2) a) Die Widerklage ist zulässig. Entscheidender Zeitpunkt für das Vorliegen sämtlicher Sachurteilsvoraussetzungen ist nicht - wie das Landgericht erwog - die "Einreichung" der Widerklage. Entscheidender Zeitpunkt ist vielmehr der Schluss der mündlichen Verhandlung (Greger in: Zöller, 25. Aufl. 2005, Vor § 253 ZPO Rz. 8). Zu diesem Zeitpunkt aber war die vom Kläger erhobene Bedingung für seine Zustimmung, nämlich die rechtskräftige Abweisung seiner Klage, noch nicht eingetreten und die Widerklage also zulässig. Das Rechtsschutzbedürfnis der Beklagten war noch nicht entfallen - und konnte im Prozess auch nicht entfallen.

b) Die Widerklage ist aber unbegründet. Die Beklagte hat keinen Anspruch, vom Kläger Zustimmung zur Auszahlung des hinterlegten Betrages verlangen.

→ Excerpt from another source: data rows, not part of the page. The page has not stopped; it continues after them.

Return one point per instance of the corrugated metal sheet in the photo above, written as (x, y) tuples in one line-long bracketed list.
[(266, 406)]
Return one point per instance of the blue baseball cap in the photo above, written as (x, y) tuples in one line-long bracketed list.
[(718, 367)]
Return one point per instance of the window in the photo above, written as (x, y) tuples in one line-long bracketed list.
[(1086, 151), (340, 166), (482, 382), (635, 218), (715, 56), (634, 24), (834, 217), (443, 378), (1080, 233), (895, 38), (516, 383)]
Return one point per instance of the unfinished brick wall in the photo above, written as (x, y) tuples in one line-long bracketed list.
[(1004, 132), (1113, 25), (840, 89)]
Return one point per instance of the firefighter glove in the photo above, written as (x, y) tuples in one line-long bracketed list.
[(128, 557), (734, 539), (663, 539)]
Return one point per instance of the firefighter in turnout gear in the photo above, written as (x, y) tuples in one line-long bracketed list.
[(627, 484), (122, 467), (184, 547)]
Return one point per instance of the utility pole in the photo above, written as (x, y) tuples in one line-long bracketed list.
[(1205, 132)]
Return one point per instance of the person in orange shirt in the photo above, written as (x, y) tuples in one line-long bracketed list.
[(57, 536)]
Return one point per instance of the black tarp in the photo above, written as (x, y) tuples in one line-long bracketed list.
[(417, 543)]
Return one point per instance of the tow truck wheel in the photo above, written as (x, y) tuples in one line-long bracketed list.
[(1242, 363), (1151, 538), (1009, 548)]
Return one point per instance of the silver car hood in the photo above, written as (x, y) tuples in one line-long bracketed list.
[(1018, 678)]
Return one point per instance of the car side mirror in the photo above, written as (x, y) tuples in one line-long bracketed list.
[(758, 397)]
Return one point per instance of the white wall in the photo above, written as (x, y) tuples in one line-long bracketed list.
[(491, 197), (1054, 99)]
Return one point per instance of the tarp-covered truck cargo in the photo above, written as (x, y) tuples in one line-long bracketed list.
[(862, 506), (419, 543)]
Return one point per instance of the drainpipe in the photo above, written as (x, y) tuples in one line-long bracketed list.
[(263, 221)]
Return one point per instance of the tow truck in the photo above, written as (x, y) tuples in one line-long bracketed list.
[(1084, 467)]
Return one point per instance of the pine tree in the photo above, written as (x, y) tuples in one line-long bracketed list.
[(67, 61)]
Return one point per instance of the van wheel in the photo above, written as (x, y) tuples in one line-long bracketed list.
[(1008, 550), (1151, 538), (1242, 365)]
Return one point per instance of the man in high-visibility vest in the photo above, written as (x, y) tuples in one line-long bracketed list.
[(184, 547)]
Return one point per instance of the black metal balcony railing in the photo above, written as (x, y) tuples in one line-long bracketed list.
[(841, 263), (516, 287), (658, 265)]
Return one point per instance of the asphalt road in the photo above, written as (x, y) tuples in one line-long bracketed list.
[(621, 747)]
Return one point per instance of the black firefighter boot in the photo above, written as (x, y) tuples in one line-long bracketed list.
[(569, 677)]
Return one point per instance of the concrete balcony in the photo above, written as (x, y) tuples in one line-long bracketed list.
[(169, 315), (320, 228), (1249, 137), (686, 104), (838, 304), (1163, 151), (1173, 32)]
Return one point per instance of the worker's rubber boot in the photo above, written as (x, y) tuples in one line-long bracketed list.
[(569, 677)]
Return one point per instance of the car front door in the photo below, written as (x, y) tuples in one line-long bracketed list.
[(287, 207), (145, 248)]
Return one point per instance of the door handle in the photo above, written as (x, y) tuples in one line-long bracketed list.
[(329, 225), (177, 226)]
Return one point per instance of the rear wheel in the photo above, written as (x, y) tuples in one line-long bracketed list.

Denn - wie dargelegt - ging die Abtretung am 13. November 2001 nicht ins Leere.

3) Der Anspruch auf die zuerkannten Zinsen beruht auf § 8 HinterlO.

III.

Die prozessualen Nebenentscheidungen folgen aus §§ 91 Abs. 1 Satz 1, 709 ZPO. Die Revision ist nicht zuzulassen. Die Rechtssache hat weder grundsätzliche Bedeutung noch bedarf es einer Überprüfung durch das Revisionsgericht im Hinblick auf die Rechtsfortbildung oder die Wahrung der Einheitlichkeit der Rechtsprechung, § 543 Abs. 2 ZPO.